Me pregunto quién es el orante del salmo con que nosotros hemos orado hoy: “Te doy gracias, Señor, de todo corazón; delante de los ángeles tañeré para ti”. Con estas palabras pudo orar Eliacín, siervo del Señor, llamado por Dios a ser un padre para los habitantes de Jerusalén, escogido para dar a la casa paterna un trono glorioso. Él pudo decir con el corazón lleno de agradecimiento: “Me postraré hacia tu santuario, daré gracias a tu nombre”. Pero esas palabras también puede hacerlas suyas con verdad Simón el pescador, apóstol de Jesús, a quien Jesús llama dichoso, porque el Padre del cielo le ha revelado misterios inefables; Simón será la Piedra sobre la que Jesús edificará su Iglesia; a Simón entregará Jesús las llaves del Reino de los cielos; Simón puede llenar de sentido nuevo y pronunciar con asombro renovado todas las palabras del salmista: “El Señor es sublime, se fija en el humilde… Señor, tu misericordia es eterna, no abandones la obra de tus manos”. Con todo, nadie podrá nunca decir las palabras de esa oración con más verdad, más agradecimiento y más gozo que el mismo Cristo Jesús; él es el “Hijo del Hombre, vestido de una túnica talar, ceñido el pecho con un ceñidor de oro”; sólo él puede decir de sí mismo: “Soy yo, el Primero y el Último, el que vive; estuve muerto, pero ahora estoy vivo… y tengo las llaves de la muerte”; sólo él es “el Santo, el Veraz, el que tiene la llave de David: si él abre, nadie puede cerrar; si él cierra, nadie puede abrir”.
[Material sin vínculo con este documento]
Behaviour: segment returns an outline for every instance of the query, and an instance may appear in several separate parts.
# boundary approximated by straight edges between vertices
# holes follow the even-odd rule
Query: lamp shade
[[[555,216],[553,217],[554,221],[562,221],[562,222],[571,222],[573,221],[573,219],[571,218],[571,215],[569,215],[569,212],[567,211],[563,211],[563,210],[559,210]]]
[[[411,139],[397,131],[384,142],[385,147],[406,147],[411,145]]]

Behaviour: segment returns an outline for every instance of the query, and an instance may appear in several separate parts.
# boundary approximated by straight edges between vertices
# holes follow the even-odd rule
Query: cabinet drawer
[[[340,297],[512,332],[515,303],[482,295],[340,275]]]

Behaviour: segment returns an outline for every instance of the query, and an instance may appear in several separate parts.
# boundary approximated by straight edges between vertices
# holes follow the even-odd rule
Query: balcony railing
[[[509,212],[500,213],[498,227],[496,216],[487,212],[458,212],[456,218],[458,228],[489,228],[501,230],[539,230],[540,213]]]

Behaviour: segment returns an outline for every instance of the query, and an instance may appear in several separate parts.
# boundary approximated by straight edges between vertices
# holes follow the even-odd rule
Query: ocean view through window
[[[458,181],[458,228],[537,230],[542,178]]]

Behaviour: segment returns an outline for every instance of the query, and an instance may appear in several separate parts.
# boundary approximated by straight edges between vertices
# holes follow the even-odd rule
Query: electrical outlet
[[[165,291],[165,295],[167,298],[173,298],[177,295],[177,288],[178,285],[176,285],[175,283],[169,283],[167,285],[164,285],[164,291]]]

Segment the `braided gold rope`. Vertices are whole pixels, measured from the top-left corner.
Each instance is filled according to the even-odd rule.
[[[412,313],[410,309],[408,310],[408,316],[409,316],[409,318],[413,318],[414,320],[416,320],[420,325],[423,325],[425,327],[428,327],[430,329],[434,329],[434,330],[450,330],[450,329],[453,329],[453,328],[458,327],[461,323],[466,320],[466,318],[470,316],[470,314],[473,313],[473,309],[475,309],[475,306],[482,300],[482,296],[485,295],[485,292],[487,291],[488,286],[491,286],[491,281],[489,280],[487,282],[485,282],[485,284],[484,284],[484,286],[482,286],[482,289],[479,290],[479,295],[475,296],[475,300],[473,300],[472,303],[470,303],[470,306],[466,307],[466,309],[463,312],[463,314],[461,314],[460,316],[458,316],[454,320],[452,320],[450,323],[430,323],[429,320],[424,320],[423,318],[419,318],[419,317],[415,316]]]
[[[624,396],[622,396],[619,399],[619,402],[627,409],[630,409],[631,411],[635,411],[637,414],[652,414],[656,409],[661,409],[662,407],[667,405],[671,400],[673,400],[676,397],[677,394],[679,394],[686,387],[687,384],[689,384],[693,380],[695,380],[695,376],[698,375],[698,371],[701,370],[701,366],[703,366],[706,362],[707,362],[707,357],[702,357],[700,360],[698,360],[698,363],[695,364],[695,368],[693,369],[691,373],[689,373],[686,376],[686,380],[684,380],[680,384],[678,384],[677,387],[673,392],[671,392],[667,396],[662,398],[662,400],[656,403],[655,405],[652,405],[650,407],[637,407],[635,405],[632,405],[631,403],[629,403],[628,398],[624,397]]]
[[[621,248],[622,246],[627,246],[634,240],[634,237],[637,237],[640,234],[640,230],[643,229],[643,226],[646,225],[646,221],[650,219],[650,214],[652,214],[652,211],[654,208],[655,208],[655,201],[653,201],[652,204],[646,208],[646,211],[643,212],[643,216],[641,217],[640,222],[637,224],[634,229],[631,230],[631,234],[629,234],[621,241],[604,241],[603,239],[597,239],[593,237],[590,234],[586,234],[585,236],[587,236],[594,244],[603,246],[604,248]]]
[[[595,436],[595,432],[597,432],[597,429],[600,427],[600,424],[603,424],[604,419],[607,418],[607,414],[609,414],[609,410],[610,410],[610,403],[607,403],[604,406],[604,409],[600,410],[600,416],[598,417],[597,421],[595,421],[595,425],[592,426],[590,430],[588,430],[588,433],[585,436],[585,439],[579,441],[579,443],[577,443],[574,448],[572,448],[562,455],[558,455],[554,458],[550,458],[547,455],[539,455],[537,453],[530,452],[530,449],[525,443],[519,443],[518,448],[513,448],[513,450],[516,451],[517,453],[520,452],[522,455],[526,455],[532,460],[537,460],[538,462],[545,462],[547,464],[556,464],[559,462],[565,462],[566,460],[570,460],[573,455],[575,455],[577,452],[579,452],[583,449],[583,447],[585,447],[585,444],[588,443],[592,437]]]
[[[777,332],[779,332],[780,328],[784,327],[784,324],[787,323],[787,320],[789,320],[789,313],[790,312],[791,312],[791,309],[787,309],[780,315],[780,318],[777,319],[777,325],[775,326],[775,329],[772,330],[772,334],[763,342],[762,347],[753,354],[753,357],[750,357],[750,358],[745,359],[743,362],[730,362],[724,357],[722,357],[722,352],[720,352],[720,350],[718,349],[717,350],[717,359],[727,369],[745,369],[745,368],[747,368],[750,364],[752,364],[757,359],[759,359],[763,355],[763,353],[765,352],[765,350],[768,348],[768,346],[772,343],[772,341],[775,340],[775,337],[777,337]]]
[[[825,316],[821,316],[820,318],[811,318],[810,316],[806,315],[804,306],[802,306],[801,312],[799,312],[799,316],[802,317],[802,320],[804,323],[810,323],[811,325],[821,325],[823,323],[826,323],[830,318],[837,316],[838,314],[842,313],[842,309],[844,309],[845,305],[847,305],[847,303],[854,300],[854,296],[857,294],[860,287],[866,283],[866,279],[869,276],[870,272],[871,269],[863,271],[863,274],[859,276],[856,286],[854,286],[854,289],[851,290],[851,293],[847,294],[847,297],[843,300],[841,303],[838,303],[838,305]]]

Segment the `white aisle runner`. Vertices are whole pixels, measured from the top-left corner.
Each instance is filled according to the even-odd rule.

Ahora ya puedes, Iglesia santa, decir tú también las palabras de tu oración en comunión con tu Señor, como cuerpo suyo que eres, pues a ti misma puedes verte “revestida con la justicia” que te ha venido de Dios, puedes ver “ceñida tu cintura con la verdad”, puedes ver en tu mano “las llaves” de la reconciliación que tu Señor te ha confiado. Grita tu agradecimiento con más fuerza que si gritases delante de Dios tu necesidad: “Te doy gracias, Señor, de todo corazón…”.
Ya sabes, amada del Señor, con quién has pronunciado las palabras de tu salmo; ya sabes a quién vas a recibir en comunión; ya puedes decir a tu Señor quién es él para ti.
Si digo que tú eres para mí el Primero y el Último, digo, mi Señor, que tú eres mi todo, mi bien, mí único bien. Me gustaría decir con palabras mías quién eres para mí, pero sólo encontraría pobres palabras, sólo sabría balbucir como un niño mientras te miro. Por eso recurro a ti, Señor, para decirte quién eres con palabras tuyas: Tú eres el único de entre nosotros que “ha nacido para todos” los demás; tú eres el único de entre nosotros a quien todos podemos llamar “mi Salvador”; tú eres “la Luz que ilumina el mundo”, el “Pan de cielo” para el camino del pueblo de Dios, el buen Pastor que busca su oveja perdida hasta dar la vida por ella, tú eres la Resurrección y la Vida para todos los que mueren. Si te recibo, Señor, entra en mi casa la esperanza del mundo; si te acojo, tu santidad me penetra, tu gracia me justifica, tu justicia me ciñe; en las penas “tú eres nuestra dulzura”, en el ardor “tú eres el refrigerio”, en la tristeza “tú eres el gozo”, en la prueba “tú eres seguridad”, en la fatiga “tú eres el descanso”, en la pobreza “tú eres toda nuestra riqueza y satisfacción”. Tú eres quien hace suya mi lepra para que yo quede limpio; tú eres quien toca mis ojos para que vea; tú eres quien me toma de la mano para que camine. Para los esclavos eres libertad, para los pecadores eres perdón, para los pobres tú eres el reino de Dios. Y para mí, Señor, para mí que soy esclavo y ciego, leproso y pecador, para mí, Señor, pido que seas tú solo mi todo.
Iglesia amada del Señor, ya sabes también con quién vas a comulgar, quién te recibe, a quién vas a recibir. No habría comunión de verdad si tú, creyente y pobre, no fueses recibida por Cristo; no habrá comunión de verdad si tú no recibes a Cristo en sus pobres.